In the case of Geliedan v Rawdah, Justice Faieta of the Ontario Superior Court of Justice heard an urgent motion by the Father seeking the return of his daughter to her habitual residence and on the grounds that the Mother was a safety risk and a flight risk.
Case Background
At the center of the dispute is the best interests of the child, who is a citizen of the United Kingdom. The mother is a Canadian citizen who moved to England when she was young. The Father is a citizen of Saudi Arabia and the United Kingdom. The child was born in England and the parents separated shortly after her birth. Subsequent to their separation, a court in England granted custody of the child to the Mother and made an order prohibiting her from removing the child from England and Wales. The parents then moved to Dubai with the child and lived together for a short period of time.
In early 2019, the Mother took the child to Lebanon without the Father’s consent before traveling to Toronto. The Mother also took the child’s passport. As a result, the Father brought an urgent motion for the return of the child to Dubai due to the Mother’s erratic behavior and a fear that she may abscond with the child to Lebanon again.
Case Analysis
Justice Faieta had to determine whether the Court had the jurisdiction to make the order sought by the Father, as the child is not habitually resident in Ontario, and neither Lebanon nor the United Arab Emirates are signatories to the Hague Convention on child abduction. In these circumstances, the Court found that Section 40 of the Children’s Law Reform Act (CLRA) applies.
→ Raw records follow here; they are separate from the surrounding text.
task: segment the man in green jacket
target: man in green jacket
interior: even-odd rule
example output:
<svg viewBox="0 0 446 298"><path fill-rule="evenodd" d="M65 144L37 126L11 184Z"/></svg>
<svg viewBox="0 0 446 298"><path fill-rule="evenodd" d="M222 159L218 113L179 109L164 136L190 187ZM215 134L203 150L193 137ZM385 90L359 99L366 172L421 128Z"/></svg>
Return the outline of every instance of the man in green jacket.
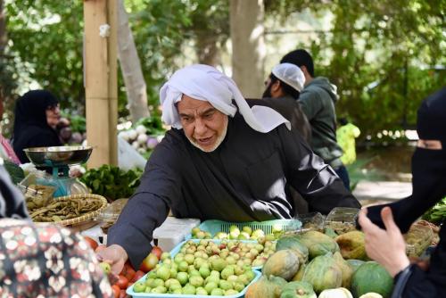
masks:
<svg viewBox="0 0 446 298"><path fill-rule="evenodd" d="M339 99L337 87L328 79L314 77L311 55L303 49L285 54L281 63L293 63L301 68L305 76L305 87L299 103L311 125L311 147L326 163L329 164L350 189L347 169L341 161L343 149L336 142L336 112L334 104Z"/></svg>

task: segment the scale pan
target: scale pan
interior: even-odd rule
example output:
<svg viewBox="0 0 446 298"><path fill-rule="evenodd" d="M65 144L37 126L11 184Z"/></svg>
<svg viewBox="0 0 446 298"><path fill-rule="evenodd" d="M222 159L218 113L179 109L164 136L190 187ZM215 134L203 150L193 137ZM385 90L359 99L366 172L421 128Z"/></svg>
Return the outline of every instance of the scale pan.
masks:
<svg viewBox="0 0 446 298"><path fill-rule="evenodd" d="M37 167L60 167L81 164L90 157L91 146L53 146L23 149L29 161Z"/></svg>

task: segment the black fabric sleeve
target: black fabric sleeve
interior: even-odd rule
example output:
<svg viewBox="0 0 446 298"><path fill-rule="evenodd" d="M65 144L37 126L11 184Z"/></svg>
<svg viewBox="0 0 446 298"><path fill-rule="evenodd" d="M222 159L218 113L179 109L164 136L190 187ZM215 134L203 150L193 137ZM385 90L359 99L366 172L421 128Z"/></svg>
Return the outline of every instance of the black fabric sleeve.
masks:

Section 40 states: “Upon application, a court, (a) that is satisfied that a child has been wrongfully removed to or is being wrongfully retained in Ontario; or (b) that may not exercise jurisdiction under section 22 or that has declined jurisdiction under section 25 or 42, may do any one or more of the following: 1. Make such interim order in respect of the custody or access as the court considers is in the best interest of the child. 2. Stay the application subject to, i. the condition that a party to the application promptly commence a similar proceeding before an extra-provincial tribunal; or ii. such other conditions as the court considers appropriate. 3. Order a party to return the child to such a place as the court considers appropriate and, in the discretion of the court, order payment of the cost of the reasonable travel and other expenses of the child and any parties to or witnesses at the hearing of the application.”
The exercise of the Court’s authority under section 40 of the CLRA is informed by the purpose of the Hague Convention in protecting children from the harmful effects of cross-border abductions and providing a procedure designed to return children to their habitual residence. The Hague Convention is based on the presumption that the wrongful removal of a child is against the best interests of that child. Therefore, courts should restore the status quo that existed before the wrongful abduction in order to promote the child’s interests and allow the child to have contact with both parents.
Preserving the Bests Interests of the Child
At all stages of the proceeding, the Court should consider whether a need for protective measures exist to prevent the removal of the child from the court’s jurisdiction, such as issuing a court order prohibiting the removal of a child from the jurisdiction, combined with a border alert. Given the Mother’s behavior and the real risk that the child may be abducted to Lebanon, a country which is not a signatory to the Hague Convention, Justice Faieta held that it is in the child’s best interests to grant the order sought by the Father using section 40 of the CLRA.